# Compatibility issues betw/ Vaio laptop adapter, Linksys router & cable modem?



## jzeddy (Oct 27, 2006)

First of all, this is a great resource! I am a weekend novice, but have learned tons just by reading.

I recently purchased a Vaio TXN15 laptop with built-in Intel Pro/Wireless 3945ABG wireless adapter. My network consists of a Comcast cable modem and Linksys WRT54GX4 router. I have a desktop that is connected to the router via cable. My wife also used the network using the Airport card on her iMac. 

I have had no problems with internet connectivity until now. When I turn the Vaio wireless adapter on to get onto our network, I can call up maybe two or three web pages from the internet.
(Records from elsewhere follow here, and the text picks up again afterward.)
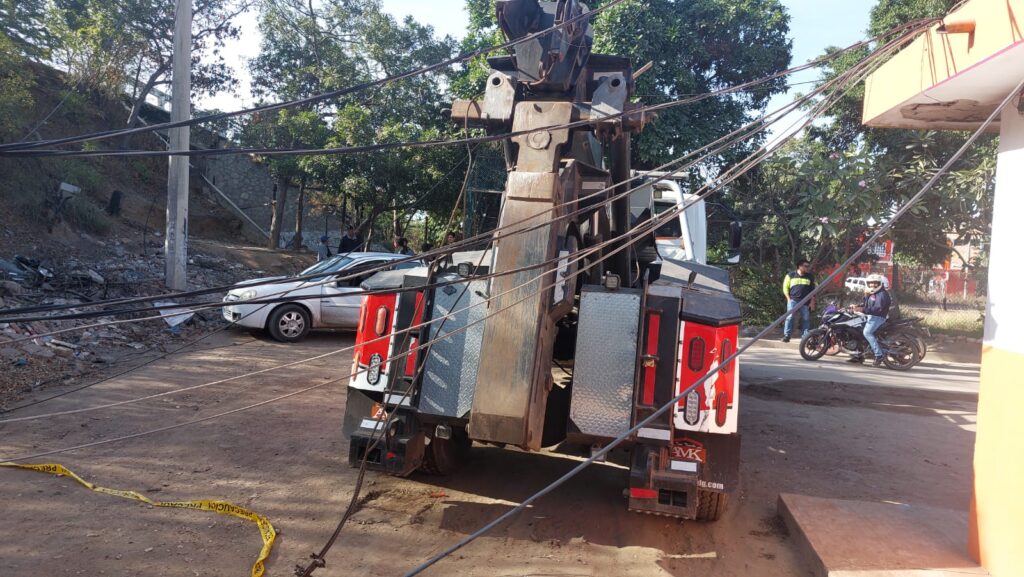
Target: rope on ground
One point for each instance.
(266, 530)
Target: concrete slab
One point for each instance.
(872, 539)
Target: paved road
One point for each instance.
(765, 364)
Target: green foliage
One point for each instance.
(15, 84)
(807, 202)
(696, 46)
(82, 172)
(760, 291)
(338, 43)
(22, 26)
(107, 45)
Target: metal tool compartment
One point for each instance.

But, then after about a minute, both the laptop, iMac and the desktop loose their connection to the internet. On the desktop, I get the message that "the network cable is unplugged." But, I have checked and rechecked the cable and it is fine. 
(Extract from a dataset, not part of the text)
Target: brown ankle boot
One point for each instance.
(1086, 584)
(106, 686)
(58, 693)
In order to regain my internet connection on the desktop (and the iMac), I need to reset the modem and sometimes reset the router. If I turn on the Vaio adapter again, the same thing happens. This has never happened before the Vaio. 
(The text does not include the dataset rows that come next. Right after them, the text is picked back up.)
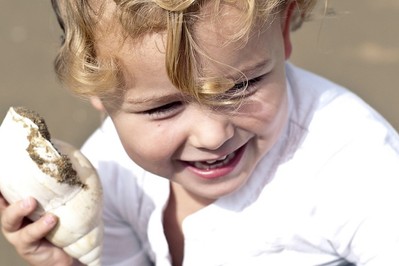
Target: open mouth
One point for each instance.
(212, 164)
(222, 162)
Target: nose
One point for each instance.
(210, 130)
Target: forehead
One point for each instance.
(221, 54)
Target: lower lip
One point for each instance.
(219, 172)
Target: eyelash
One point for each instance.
(164, 110)
(245, 87)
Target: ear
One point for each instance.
(286, 28)
(97, 103)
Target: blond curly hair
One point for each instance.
(87, 73)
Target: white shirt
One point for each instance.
(326, 194)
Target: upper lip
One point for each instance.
(215, 157)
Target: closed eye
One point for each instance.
(245, 88)
(165, 110)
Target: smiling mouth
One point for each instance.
(213, 164)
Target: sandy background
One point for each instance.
(356, 45)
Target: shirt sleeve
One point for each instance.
(123, 236)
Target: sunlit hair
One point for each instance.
(81, 67)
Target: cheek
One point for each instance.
(268, 109)
(150, 146)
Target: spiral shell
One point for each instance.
(59, 177)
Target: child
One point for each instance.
(216, 150)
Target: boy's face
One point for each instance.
(209, 153)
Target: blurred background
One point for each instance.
(353, 42)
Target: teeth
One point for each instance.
(211, 164)
(220, 159)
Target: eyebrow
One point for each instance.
(162, 99)
(155, 99)
(247, 71)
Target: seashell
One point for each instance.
(59, 177)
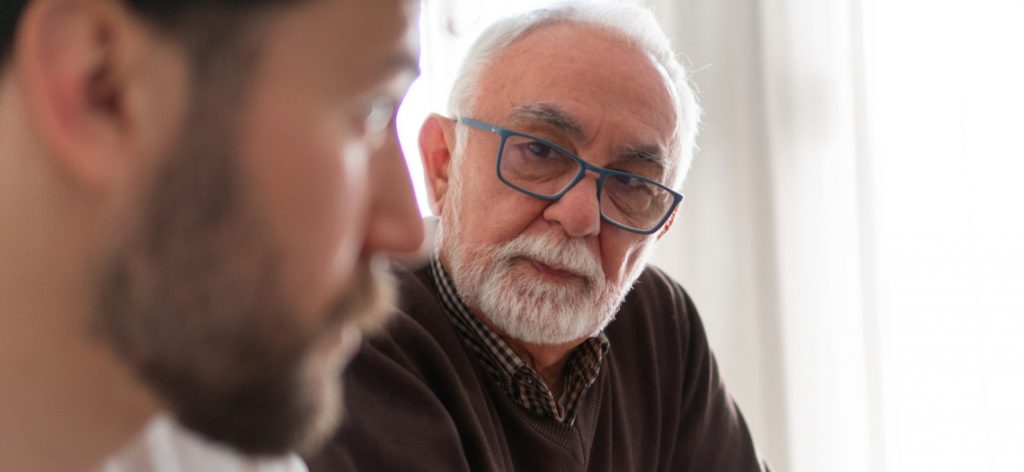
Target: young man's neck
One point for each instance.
(68, 401)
Is this a compatibility issue? I keep thinking that I must be configuring something incorrectly. Thanks to all for your responses.


----------



## johnwill (Sep 26, 2002)

I can't imagine how the laptop wireless is knocking everyone off the Internet, especially the cable connection. Does the wired connection recover when you turn off the Sony?


----------



## JamesO (Mar 30, 2005)

First I would check for firmware updates for your router. 

Update the firmware if needed and see how things work.

Next I would go to Intel's support site and update the driver for the Sony internal wireless card. Intel has BIG problems with the drivers for their wireless products. Usually takes them 18+ months after the product has been released to resolve most problems.

Report back with findings.

JamesO


----------



## jzeddy (Oct 27, 2006)

JamesO, you are THE MAN!:sayyes: 

Firmware upgrade on Linksys router did the trick. Bizarre that it disconnected the cable modem whenever I used the Vaio adapter.

Thanks much!


----------



## Mike7143 (Nov 20, 2006)

im having a similar problem. I have the Linksys WRT54G wireless router set up in my residence hall. I (dell), roommate(dell) and other friends (HP,E-machine) can all get onto my wireless. another friend has the sony vaio. when he joins, it connects for about 30 seconds, then kicks everyone off, including him. and this process continues until his vaio is shut off. what gives? i've updated the linksys firmware already.


----------